La porte venait à peine de se refermer derrière lui.
William resta immobile dans l’entrée, le sac en papier toujours dans la main. Il le fixait comme si c’était un objet piégé. Il entendait encore la voix du voisin.
“Juste un geste de bon voisinage.”
Il avait eu ce ton. Léger. Trop léger. Comme si les mots flottaient au-dessus d’une chose plus dense, plus sombre.
William connaissait ce genre de ton. Il l’avait entendu sur le terrain. Chez des hommes capables de sourire en tenant une arme dans le dos.
Il posa le sac sur la table de la cuisine. Lentement.
Puis il se frotta les mains, par réflexe.

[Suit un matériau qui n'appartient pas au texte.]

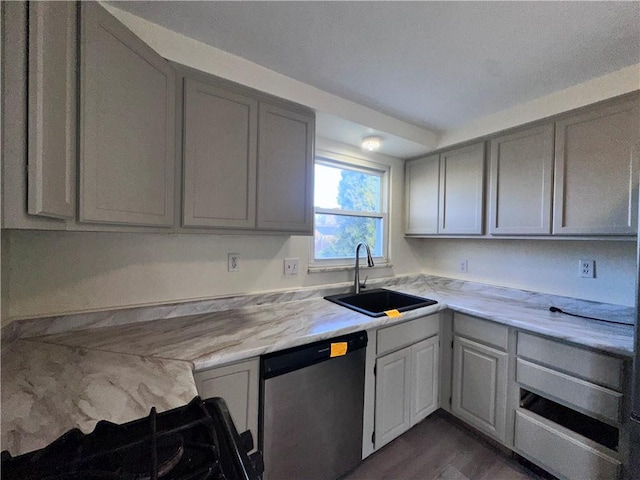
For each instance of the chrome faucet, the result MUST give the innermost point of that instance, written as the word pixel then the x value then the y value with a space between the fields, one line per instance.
pixel 356 280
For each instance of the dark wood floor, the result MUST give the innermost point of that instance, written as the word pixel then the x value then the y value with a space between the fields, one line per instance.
pixel 440 448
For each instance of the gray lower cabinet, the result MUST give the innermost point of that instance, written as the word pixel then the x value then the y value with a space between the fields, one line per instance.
pixel 285 169
pixel 52 109
pixel 407 378
pixel 570 415
pixel 479 383
pixel 596 171
pixel 127 125
pixel 238 384
pixel 219 154
pixel 521 177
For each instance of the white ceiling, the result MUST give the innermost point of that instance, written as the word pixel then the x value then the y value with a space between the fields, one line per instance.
pixel 437 65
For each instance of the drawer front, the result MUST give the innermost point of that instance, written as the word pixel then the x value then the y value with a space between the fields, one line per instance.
pixel 582 395
pixel 403 334
pixel 489 333
pixel 559 452
pixel 592 366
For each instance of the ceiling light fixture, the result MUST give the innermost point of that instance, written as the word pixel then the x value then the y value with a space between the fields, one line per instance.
pixel 372 143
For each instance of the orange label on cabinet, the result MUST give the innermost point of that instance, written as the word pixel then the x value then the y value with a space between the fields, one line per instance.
pixel 338 349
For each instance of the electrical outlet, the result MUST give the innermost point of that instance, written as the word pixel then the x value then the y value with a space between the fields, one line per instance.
pixel 463 266
pixel 291 266
pixel 233 262
pixel 587 268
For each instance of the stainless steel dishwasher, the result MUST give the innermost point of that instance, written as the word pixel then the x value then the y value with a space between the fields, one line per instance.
pixel 311 403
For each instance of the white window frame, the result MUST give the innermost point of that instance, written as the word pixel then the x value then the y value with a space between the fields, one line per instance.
pixel 365 166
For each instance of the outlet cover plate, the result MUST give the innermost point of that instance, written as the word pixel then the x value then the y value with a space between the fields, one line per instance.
pixel 291 266
pixel 587 268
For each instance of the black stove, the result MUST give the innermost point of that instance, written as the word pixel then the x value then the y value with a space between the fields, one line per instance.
pixel 198 441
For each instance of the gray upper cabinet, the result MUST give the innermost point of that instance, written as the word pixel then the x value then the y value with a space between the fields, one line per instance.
pixel 285 169
pixel 596 171
pixel 521 182
pixel 127 126
pixel 461 201
pixel 52 109
pixel 422 177
pixel 445 193
pixel 220 149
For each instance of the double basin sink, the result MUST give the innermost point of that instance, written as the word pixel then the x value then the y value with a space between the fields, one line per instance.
pixel 378 301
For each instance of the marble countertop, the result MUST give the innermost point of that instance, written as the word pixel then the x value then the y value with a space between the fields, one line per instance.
pixel 49 389
pixel 61 376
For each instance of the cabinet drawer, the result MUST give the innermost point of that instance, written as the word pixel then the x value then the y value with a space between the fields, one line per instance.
pixel 560 451
pixel 585 396
pixel 403 334
pixel 592 366
pixel 489 333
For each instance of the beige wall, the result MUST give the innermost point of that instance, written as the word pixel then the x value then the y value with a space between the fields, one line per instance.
pixel 57 272
pixel 548 266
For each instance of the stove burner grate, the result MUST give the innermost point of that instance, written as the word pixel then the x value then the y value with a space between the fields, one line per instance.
pixel 188 443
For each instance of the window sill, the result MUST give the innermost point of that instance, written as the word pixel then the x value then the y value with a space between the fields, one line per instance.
pixel 345 268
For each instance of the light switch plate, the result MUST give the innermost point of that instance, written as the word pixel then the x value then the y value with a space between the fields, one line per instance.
pixel 233 262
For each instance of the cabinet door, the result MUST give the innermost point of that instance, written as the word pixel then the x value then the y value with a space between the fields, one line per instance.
pixel 393 396
pixel 127 126
pixel 285 170
pixel 424 382
pixel 521 181
pixel 52 109
pixel 479 388
pixel 421 179
pixel 238 385
pixel 596 172
pixel 220 136
pixel 462 191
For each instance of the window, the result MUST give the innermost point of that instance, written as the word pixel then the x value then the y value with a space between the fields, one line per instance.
pixel 350 202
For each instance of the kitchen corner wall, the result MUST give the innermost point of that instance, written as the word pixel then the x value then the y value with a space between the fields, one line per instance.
pixel 547 266
pixel 50 273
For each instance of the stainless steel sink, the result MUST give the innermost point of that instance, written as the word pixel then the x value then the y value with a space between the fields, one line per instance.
pixel 377 301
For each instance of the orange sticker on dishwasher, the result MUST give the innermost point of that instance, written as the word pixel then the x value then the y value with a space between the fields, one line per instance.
pixel 338 349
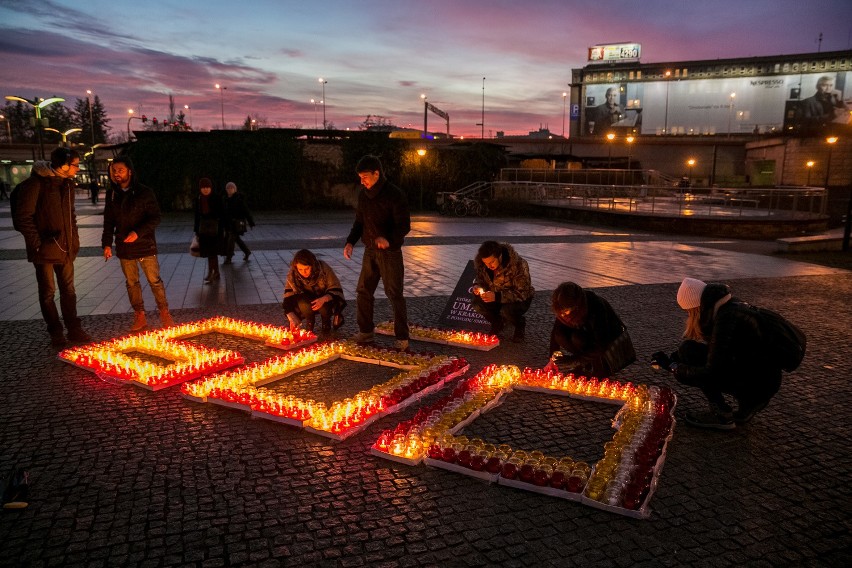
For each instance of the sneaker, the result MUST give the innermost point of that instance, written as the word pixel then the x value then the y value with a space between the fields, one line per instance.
pixel 364 337
pixel 712 419
pixel 166 318
pixel 745 412
pixel 79 336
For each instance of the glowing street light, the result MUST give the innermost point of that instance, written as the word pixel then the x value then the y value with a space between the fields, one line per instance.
pixel 322 102
pixel 37 104
pixel 222 102
pixel 730 112
pixel 65 134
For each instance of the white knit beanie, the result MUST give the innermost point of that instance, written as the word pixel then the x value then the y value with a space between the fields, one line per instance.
pixel 689 293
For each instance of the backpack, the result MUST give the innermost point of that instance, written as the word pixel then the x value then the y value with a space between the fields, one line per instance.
pixel 783 341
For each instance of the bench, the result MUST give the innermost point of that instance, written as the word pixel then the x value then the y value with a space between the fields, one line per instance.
pixel 809 243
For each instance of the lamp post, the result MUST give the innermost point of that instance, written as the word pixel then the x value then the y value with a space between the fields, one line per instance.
pixel 8 127
pixel 65 134
pixel 91 116
pixel 322 102
pixel 667 74
pixel 37 104
pixel 222 102
pixel 610 137
pixel 421 152
pixel 730 112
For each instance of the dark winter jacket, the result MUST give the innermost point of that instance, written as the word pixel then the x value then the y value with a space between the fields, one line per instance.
pixel 209 224
pixel 126 211
pixel 510 282
pixel 45 216
pixel 588 340
pixel 382 212
pixel 734 341
pixel 236 209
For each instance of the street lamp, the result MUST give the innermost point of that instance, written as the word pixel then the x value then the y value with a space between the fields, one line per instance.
pixel 322 102
pixel 667 74
pixel 91 116
pixel 222 102
pixel 65 134
pixel 8 126
pixel 37 104
pixel 421 152
pixel 730 112
pixel 610 137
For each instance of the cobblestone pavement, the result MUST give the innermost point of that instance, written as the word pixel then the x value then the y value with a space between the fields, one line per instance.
pixel 121 476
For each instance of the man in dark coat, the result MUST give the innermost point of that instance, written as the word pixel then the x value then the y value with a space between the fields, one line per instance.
pixel 131 215
pixel 45 215
pixel 382 220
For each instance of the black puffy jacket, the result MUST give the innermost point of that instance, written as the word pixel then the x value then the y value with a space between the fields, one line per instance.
pixel 45 216
pixel 125 211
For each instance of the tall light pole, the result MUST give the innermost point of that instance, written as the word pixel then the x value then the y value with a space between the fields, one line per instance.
pixel 730 112
pixel 37 104
pixel 222 102
pixel 322 102
pixel 667 74
pixel 91 116
pixel 8 126
pixel 65 134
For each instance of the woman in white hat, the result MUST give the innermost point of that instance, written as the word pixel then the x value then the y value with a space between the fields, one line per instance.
pixel 722 353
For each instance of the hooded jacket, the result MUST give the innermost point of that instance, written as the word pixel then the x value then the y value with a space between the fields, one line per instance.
pixel 382 212
pixel 134 209
pixel 734 341
pixel 511 281
pixel 45 216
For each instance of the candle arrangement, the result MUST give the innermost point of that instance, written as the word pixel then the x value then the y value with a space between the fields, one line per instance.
pixel 113 360
pixel 243 388
pixel 623 481
pixel 458 338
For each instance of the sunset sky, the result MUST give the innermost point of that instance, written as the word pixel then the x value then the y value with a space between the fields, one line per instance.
pixel 378 56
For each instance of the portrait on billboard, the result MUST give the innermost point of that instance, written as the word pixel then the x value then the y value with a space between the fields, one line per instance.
pixel 609 107
pixel 827 106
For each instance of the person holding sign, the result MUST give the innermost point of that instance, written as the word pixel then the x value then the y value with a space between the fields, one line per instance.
pixel 503 290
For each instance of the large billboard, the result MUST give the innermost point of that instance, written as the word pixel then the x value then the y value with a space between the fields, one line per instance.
pixel 811 103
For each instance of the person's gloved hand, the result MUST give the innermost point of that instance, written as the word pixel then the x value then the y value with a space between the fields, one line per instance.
pixel 660 360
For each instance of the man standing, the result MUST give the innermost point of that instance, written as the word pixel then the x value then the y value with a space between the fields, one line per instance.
pixel 131 214
pixel 44 214
pixel 503 290
pixel 382 220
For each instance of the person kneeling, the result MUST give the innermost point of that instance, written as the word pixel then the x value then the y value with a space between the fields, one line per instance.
pixel 588 336
pixel 502 288
pixel 313 287
pixel 721 354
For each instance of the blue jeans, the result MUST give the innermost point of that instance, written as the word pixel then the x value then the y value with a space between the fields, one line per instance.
pixel 67 296
pixel 387 266
pixel 151 268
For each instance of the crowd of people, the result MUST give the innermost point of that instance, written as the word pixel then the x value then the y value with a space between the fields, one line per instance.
pixel 718 354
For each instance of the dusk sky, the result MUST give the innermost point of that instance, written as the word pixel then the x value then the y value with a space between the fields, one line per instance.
pixel 378 56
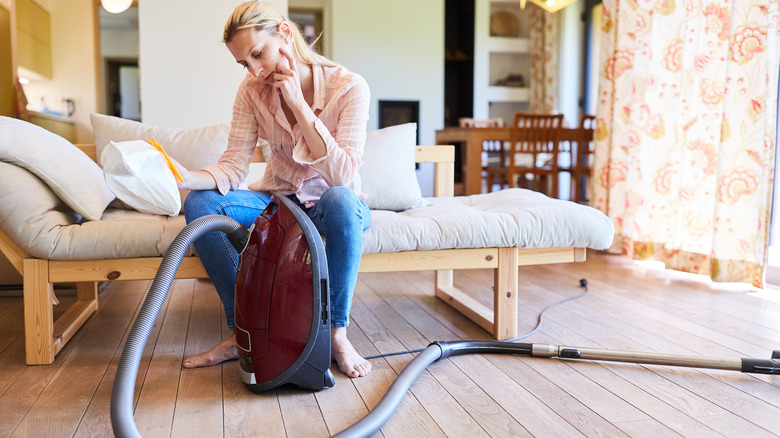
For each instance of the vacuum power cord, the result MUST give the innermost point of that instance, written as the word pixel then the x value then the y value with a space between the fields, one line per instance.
pixel 583 285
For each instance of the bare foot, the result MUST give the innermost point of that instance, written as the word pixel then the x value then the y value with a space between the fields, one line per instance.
pixel 219 353
pixel 350 362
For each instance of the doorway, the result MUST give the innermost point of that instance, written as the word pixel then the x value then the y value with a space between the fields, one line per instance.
pixel 119 74
pixel 123 93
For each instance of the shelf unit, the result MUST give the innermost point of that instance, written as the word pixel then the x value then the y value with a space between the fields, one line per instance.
pixel 500 50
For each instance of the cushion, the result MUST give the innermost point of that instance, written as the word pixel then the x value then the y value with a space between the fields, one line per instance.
pixel 194 148
pixel 388 172
pixel 507 218
pixel 70 173
pixel 43 226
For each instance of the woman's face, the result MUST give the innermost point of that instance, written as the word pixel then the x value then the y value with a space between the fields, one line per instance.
pixel 258 52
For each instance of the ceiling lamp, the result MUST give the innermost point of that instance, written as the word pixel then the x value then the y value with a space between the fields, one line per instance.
pixel 548 5
pixel 116 6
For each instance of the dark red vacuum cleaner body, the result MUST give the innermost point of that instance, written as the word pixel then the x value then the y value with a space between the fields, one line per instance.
pixel 282 304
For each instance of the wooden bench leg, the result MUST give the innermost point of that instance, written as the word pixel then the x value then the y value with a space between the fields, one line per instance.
pixel 38 313
pixel 505 295
pixel 43 336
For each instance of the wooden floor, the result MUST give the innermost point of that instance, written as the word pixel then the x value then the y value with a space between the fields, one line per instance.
pixel 630 306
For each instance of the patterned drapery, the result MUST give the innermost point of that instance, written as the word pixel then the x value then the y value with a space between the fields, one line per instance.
pixel 543 50
pixel 685 138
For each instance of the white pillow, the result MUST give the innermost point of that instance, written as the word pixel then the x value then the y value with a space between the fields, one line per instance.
pixel 139 175
pixel 194 148
pixel 70 173
pixel 388 173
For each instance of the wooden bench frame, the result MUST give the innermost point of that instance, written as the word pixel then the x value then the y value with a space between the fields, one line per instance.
pixel 45 337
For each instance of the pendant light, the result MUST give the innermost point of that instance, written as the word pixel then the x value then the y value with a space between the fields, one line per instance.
pixel 116 6
pixel 548 5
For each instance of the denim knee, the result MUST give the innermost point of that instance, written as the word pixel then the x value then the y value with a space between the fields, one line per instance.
pixel 341 204
pixel 201 203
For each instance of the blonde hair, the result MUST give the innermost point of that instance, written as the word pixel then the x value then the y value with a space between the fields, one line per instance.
pixel 264 16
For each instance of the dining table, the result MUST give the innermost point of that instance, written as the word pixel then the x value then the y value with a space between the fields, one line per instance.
pixel 471 140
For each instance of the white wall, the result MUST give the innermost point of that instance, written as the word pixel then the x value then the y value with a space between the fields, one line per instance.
pixel 570 59
pixel 398 47
pixel 188 77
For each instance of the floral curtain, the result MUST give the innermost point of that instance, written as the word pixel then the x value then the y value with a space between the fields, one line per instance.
pixel 686 131
pixel 543 50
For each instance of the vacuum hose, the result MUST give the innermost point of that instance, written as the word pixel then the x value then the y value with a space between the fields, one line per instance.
pixel 122 420
pixel 378 416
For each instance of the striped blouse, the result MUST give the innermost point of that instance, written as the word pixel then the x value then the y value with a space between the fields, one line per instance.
pixel 341 103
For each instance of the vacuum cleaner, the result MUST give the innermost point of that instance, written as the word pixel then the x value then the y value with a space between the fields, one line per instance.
pixel 282 304
pixel 283 320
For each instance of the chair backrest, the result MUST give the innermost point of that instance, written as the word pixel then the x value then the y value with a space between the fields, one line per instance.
pixel 588 121
pixel 466 122
pixel 534 133
pixel 587 130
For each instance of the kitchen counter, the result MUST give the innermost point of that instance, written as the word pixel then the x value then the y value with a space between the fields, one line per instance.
pixel 63 126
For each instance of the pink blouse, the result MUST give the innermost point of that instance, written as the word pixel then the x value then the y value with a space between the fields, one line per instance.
pixel 341 103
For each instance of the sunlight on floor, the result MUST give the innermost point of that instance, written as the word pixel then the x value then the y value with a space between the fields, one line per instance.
pixel 657 266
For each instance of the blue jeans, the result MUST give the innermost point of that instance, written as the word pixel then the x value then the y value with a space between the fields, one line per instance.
pixel 339 215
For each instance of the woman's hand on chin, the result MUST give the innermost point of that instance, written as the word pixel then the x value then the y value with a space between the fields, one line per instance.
pixel 287 80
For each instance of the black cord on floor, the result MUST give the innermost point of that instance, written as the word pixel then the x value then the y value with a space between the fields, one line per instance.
pixel 583 285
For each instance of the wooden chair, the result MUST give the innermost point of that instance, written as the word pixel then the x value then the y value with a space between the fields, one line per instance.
pixel 532 154
pixel 582 155
pixel 491 149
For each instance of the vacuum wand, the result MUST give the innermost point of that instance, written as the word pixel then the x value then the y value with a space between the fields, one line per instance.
pixel 746 365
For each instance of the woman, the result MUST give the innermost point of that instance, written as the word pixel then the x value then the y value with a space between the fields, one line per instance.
pixel 313 113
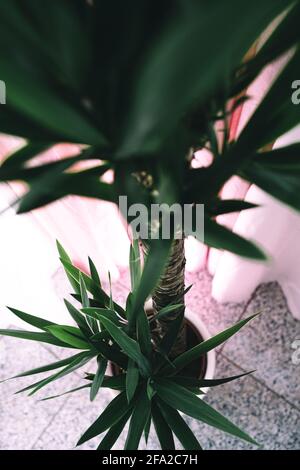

Le silence du logement était oppressant, mais familier. Il ouvrit un placard, attrapa un couteau. Long. Tranchant. Il le garda dans sa main en s’approchant du sac.
Ridicule, pensa-t-il.
Tu vas vraiment fouiller un sandwich comme une bombe artisanale ?
Oui. Il allait le faire.
Il ouvrit d’abord le sac en le pinçant du bout des doigts. À l’intérieur, les emballages étaient propres, soigneusement rangés. Un sandwich coupé en deux, bien emballé dans un papier kraft. Une petite bouteille de jus grenade-framboise. Et une serviette en papier.
Rien d’étrange.
Mais rien ne voulait dire confiance.
Il sortit la bouteille, la fit rouler dans sa main. Vérifia le bouchon. Rien d’anormal. Pas d’ouverture forcée. Pas d’odeur suspecte.
Il ouvrit le sandwich, découpa la moitié avec son couteau, cherchant des fils, des objets piqués à l’intérieur. Juste du saumon, de l’avocat, du pain de seigle grillé. De la mayonnaise maison, à l’odeur fraîche.
Il n’y avait rien.
Juste… un déjeuner.
Il resta là, debout, planté dans sa cuisine à observer ce repas, l’estomac creux, mais les nerfs tendus comme une corde. Et puis…
Il soupira. Longuement.
— T’es pathétique, murmura-t-il pour lui-même.
Il lâcha le couteau dans l’évier, se pinça l’arête du nez.
Il n’était plus sur le terrain. Ce n’était pas l’Afghanistan. Il n’y avait pas de menaces cachées dans chaque boîte, dans chaque regard. C’était un immeuble huppé, dans une ville civilisée. Un voisin bien bâti lui avait offert un sandwich. Rien de plus.
Et pourtant… son instinct refusait de se taire.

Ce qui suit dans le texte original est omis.